After reading the last couple of posts, I've decided to also aim for next year's down run.

Silly thing is I pulled my calve last weekend on a 10k run, and I could only start walking on it again on Friday

Welcome to the wonderful world of ultra running! Once you're in there is no turning back  ^_^

Posted

My first year of Comrades (2014):

I started running in Jul 2013, but real training started in November ( that means 7 months of running...)  

I completed one 21km (2:14).
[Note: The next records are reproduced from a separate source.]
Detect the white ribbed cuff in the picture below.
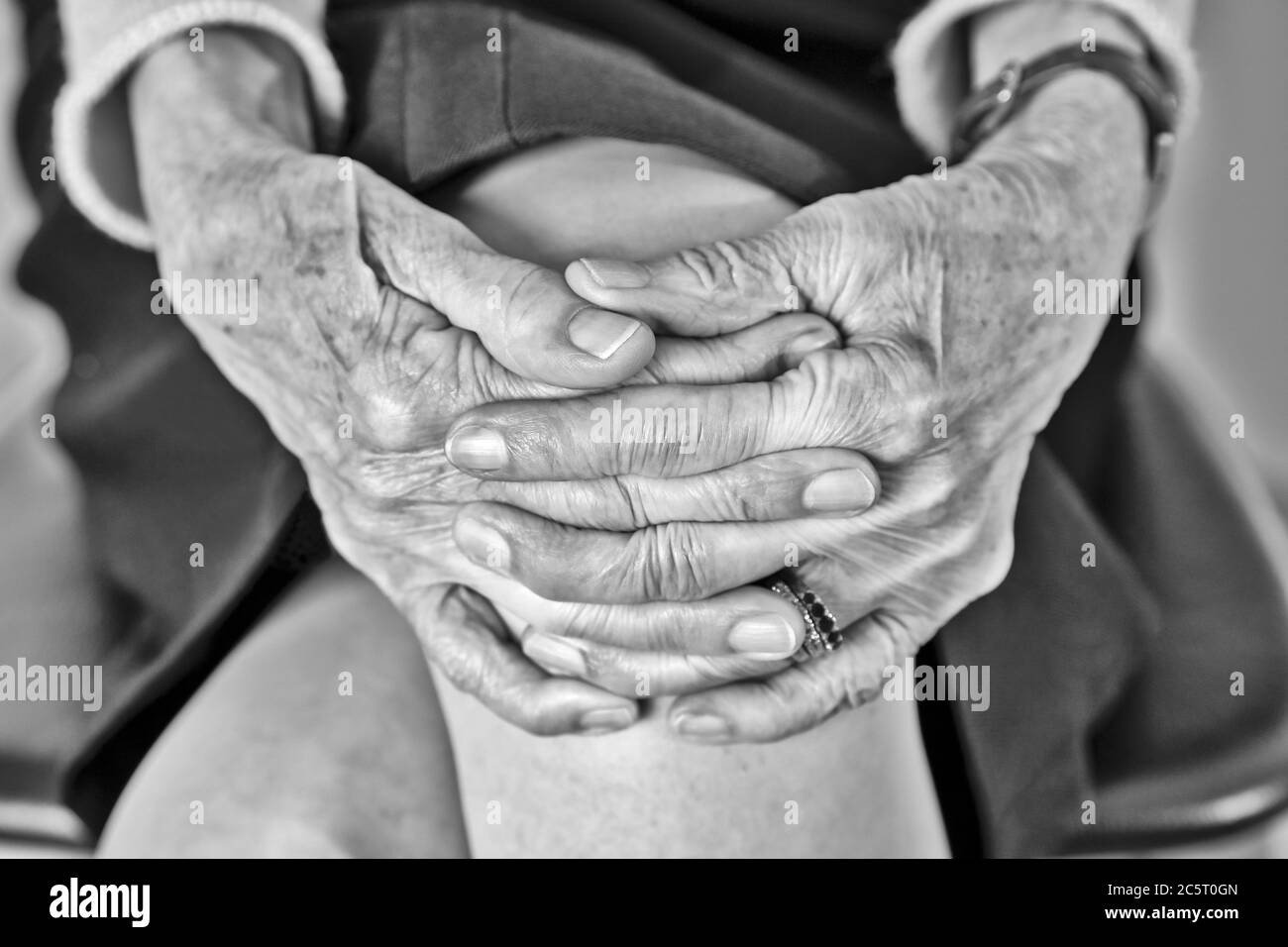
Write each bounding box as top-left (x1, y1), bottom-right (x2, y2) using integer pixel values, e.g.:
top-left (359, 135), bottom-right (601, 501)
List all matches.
top-left (54, 0), bottom-right (345, 250)
top-left (892, 0), bottom-right (1198, 155)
Continued running in December, slowly building up the kms. Ran my first marathon in Jan 2014 (4:38) and in 2014 I ran my first Comrades. The key to finishing my first Comrades: Consistency!

I ran 21km+ every weekend from Jan to May. Average weekly kms were 60 to 70km per week. 

Like previous comments, take it easy to avoid injuries. I didn't put any time pressures on myself as Comrades is really far and I didn't know what to expect. 

Posted

I think I will try it today. Did a slow 9km run on Saturday, but jeez, the legs felt heavy and slow.

 

ja everything felt heavy - think we discount the impact that comrades has on your body...so while we feel fine, we are actually still recovering

Posted

ja everything felt heavy - think we discount the impact that comrades has on your body...so while we feel fine, we are actually still recovering

Excatly. And saturday nigh my wife and i went out to diner and we order a bottle of wine. Jeez after the second glass I was feeling lekker light headed. Ha ha. The perks of being fit lol

Posted (edited)

Thanks

During which months did you run your PBs?

 

 

Not to sure, but we did not chase any PB's, not during last year, definately not this year.   Our only objective was to pace ourselves in such a manner to not get injured and to finish Omtom and Comrades, even if it was just 1 min inside cutoffs.    There was NO heroics in any of our training runs.  An injury (which you border on most of the time with the training km's), can derail everything, ask even Caroline.

 

The marathon was our first and only qualifying marathon in November last year and the 21 was end of January FWIW.

Edited by Jackes
Posted

ja everything felt heavy - think we discount the impact that comrades has on your body...so while we feel fine, we are actually still recovering

 

Yup....

 

http://www.nedbankrunningclub.co.za/News/DisplayNewsItem.aspx?niid=1335

 

Perhaps one of the most frequently made mistakes by runners after the Comrades marathon is to get back on the road too soon. The post Comrades recovery is a slow and deliberate process and cannot be hurried.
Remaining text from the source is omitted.